The 'MODEL' line in PROC REG tells SAS what regression line we want. The variables on the left side are predicted from the variables on the right side. Finally the 'PRINT CLM' and 'PRINT CLI' tell SAS to give both the 95% confidence intervals for the average at each space, and for the individuals at each space. The output from the above code contains the ANOVA table, a t-test, and the confidence intervals we asked for.


Notes on Homework 16 & 17

It is probably easier to copy the data set from the link below, than it is to type it in yourself. PROC INSIGHT automatically gives you the residual plot at the bottom of the screen when you use 'Fit(YX)'. The x-axis with the P_ on it is for the predicted values, and the y-axis with the R_ on it is for the residuals.

Note that the spreadsheet also has the residuals and predicted values on it. You could do a Q-Q plot and histogram for the residuals by going under the 'Analyze' menu and choosing 'Distribution(Y)'. Choose the 'R_' variable (the residuals) as your Y. (Doing this on the home prices data above seems to show that the residuals are skewed to the right, and the q-q plot doesn't look very straight either.)

If you want to find out which residual goes with which residual goes with which point, you can simply click on the point on the residual plot, and it will highlight the corresponding entry on the spreadsheet.


Notes on Homework 18

1b, 8) The following code will work through example 12.9 on page 576.


DATA twelve9;
INPUT opinion $ party $ count; 
CARDS;
favor 	dem	16
favor	rep	21
favor	none	11
nofavor	dem	24
nofavor	rep	17
nofavor	none	13
;

PROC FREQ DATA=twelve9;
TABLES opinion*party / CHISQ;
WEIGHT count;
RUN;

The option CHISQ works for both testing independence and homogeneity.
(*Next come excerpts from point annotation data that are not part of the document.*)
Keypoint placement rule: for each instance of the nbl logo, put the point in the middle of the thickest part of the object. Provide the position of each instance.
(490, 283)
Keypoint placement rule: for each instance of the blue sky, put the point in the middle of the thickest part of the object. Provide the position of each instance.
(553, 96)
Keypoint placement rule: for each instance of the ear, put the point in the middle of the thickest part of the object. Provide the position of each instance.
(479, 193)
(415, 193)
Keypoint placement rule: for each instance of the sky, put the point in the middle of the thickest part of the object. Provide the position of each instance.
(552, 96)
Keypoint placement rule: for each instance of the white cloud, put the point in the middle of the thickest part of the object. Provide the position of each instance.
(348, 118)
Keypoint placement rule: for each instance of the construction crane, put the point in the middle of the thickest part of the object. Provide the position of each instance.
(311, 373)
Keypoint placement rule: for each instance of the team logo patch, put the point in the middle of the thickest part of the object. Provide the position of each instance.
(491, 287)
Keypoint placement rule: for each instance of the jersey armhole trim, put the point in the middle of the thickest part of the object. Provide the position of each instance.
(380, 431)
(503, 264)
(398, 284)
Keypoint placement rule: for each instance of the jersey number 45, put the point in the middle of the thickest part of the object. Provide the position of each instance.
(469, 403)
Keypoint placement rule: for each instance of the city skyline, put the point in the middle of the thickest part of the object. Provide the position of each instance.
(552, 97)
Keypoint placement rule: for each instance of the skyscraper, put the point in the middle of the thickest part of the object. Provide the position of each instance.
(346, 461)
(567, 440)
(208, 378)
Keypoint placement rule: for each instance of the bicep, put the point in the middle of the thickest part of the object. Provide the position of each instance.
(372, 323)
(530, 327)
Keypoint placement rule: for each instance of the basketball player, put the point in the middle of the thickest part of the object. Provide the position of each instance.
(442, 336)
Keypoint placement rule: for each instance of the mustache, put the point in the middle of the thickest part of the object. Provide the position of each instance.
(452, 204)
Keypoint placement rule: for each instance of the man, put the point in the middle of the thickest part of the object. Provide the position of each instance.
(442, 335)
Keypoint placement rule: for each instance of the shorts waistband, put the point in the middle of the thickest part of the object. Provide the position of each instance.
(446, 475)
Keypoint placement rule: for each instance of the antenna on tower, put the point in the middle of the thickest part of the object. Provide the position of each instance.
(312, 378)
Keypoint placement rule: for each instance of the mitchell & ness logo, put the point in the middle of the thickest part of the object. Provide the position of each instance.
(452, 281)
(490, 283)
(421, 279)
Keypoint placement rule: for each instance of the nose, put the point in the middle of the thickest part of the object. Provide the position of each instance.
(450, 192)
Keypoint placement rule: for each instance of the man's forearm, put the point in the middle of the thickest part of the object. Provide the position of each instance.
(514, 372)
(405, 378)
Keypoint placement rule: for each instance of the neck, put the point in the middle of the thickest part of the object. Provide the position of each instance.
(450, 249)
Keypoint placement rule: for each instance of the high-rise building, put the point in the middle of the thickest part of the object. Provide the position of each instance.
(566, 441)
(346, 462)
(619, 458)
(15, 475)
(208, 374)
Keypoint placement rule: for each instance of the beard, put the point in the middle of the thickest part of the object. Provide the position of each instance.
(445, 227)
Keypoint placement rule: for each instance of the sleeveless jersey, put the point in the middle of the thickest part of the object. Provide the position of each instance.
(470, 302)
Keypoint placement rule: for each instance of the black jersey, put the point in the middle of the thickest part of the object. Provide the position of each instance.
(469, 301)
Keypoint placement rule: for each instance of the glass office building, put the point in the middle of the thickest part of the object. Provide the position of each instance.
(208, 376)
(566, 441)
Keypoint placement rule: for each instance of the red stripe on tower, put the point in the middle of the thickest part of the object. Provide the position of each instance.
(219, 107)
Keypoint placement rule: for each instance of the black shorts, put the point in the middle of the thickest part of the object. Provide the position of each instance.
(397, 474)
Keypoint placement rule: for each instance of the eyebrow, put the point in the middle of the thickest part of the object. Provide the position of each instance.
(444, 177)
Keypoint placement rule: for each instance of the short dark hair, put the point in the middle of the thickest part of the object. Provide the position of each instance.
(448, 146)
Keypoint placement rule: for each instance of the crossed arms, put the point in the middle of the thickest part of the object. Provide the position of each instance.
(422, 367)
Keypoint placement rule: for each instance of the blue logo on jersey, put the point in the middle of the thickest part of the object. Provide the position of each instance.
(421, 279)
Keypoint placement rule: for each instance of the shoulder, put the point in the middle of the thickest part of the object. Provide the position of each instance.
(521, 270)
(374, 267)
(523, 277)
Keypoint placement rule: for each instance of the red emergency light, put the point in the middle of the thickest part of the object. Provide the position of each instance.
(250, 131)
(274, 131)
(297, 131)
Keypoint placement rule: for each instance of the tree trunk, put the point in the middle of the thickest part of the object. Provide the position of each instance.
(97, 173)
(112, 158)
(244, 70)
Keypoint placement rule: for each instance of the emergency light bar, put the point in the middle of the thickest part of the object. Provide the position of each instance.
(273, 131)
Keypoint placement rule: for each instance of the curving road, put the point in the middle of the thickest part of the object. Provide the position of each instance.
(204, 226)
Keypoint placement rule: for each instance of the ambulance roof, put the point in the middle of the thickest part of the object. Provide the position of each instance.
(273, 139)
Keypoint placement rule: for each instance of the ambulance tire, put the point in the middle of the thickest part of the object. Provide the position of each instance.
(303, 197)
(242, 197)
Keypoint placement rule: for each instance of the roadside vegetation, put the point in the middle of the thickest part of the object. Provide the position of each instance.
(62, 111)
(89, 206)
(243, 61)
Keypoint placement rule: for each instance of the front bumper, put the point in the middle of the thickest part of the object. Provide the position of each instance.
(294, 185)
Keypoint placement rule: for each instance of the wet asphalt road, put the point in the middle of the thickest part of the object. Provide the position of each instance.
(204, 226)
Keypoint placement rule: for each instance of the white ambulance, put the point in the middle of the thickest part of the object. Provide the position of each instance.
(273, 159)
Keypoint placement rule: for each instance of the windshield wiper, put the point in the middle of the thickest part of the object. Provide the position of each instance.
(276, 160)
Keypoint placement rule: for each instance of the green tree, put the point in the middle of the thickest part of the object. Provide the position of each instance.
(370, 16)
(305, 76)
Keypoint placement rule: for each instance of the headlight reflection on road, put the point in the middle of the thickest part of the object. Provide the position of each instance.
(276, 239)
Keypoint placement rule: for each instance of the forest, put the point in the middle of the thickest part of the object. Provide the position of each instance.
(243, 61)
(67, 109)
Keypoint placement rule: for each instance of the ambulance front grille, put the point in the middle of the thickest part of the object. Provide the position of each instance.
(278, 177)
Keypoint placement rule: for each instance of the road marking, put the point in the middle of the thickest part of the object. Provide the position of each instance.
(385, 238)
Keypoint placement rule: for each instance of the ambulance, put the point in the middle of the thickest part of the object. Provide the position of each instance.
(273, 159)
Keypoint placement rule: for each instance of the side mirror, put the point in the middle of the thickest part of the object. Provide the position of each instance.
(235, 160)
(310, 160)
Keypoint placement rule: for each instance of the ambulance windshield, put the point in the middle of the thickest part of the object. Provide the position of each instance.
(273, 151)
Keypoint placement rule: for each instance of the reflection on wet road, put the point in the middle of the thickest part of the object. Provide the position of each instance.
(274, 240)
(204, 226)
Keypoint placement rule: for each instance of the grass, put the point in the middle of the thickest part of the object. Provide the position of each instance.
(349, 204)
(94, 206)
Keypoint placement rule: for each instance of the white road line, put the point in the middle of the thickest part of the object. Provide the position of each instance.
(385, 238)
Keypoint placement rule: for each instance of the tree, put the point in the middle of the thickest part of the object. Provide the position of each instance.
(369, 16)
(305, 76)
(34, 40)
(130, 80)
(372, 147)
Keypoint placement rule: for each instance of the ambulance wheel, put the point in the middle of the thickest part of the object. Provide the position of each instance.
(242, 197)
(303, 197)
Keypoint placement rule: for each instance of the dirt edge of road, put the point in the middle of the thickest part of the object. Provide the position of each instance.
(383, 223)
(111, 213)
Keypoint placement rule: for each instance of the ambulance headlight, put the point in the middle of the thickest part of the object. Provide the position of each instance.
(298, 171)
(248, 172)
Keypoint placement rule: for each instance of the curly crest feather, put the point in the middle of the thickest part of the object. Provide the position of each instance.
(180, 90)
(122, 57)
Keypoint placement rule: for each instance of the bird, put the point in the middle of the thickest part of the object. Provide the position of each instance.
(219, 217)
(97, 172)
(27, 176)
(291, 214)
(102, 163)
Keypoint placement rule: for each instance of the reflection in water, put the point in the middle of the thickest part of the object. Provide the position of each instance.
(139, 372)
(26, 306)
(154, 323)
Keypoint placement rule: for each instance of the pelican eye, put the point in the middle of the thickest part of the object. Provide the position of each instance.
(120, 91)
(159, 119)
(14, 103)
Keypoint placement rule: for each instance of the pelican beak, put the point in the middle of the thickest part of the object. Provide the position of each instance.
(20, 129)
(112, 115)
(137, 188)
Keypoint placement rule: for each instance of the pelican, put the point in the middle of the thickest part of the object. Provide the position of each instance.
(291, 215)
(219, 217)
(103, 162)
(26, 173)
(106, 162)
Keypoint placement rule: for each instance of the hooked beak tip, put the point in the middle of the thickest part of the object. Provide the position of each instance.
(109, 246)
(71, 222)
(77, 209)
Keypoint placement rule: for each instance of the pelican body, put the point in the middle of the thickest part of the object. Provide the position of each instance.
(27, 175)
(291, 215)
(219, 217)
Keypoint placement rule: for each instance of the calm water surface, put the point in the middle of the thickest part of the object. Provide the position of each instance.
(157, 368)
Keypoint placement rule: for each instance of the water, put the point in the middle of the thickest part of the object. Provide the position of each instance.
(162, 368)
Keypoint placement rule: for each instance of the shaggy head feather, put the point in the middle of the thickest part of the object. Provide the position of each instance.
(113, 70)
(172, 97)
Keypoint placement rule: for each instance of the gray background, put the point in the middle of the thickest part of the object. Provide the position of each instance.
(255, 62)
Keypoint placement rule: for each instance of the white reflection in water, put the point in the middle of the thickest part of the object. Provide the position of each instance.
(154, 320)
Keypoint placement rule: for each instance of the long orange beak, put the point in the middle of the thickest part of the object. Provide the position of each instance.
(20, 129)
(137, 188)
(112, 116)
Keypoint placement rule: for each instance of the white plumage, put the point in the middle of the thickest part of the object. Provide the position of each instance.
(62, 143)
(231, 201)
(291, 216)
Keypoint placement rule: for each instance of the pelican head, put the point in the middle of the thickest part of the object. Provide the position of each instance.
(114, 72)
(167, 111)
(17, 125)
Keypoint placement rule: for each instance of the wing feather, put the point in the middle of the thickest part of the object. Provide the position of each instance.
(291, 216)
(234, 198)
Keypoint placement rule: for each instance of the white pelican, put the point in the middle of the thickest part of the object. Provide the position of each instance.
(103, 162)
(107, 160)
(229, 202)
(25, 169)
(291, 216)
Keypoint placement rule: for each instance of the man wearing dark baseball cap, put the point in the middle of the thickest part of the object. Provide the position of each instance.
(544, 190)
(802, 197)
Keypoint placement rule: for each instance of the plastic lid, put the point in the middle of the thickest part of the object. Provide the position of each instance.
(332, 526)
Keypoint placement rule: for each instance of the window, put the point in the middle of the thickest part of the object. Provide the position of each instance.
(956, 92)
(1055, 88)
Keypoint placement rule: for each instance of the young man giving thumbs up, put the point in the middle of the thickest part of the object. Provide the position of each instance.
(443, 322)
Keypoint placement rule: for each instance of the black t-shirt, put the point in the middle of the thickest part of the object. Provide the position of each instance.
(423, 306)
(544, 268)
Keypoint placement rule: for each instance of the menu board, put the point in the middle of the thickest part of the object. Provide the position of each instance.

The p-value for the test is given on the first row, labeled simply "Chi-Square". The next line has the likelihood ratio test statistic mentioned on page 579. To perform Fisher's exact test if the n's were small we would have used EXACT instead.

7)The following code performs the goodness of fit test for example 12.1. Note that the percentages in the testp section must add up to 1. If we had a certain number we expected then we would have used the TESTF command instead, and the total number there would have had to have matched the total number of observations.


DATA genet;
INPUT type $ obs;
CARDS;
A 	82 		
B	35      
C	29
D	14	
;
PROC FREQ DATA=genet;
TABLES type / TESTP=(0.5625, 0.1875, 0.1875, 0.0625);
WEIGHT obs;
RUN;


Downloading the Data from the Web

The various data sets used in the text book can be found on the web, so that you don't need to type them in. The web address for this is:

ftp://ftp.harcourtbrace.com/pub/academic_press/saved/textbook/freund.data/.

For example fw01p05 would be the data for problem 5 of chapter 1.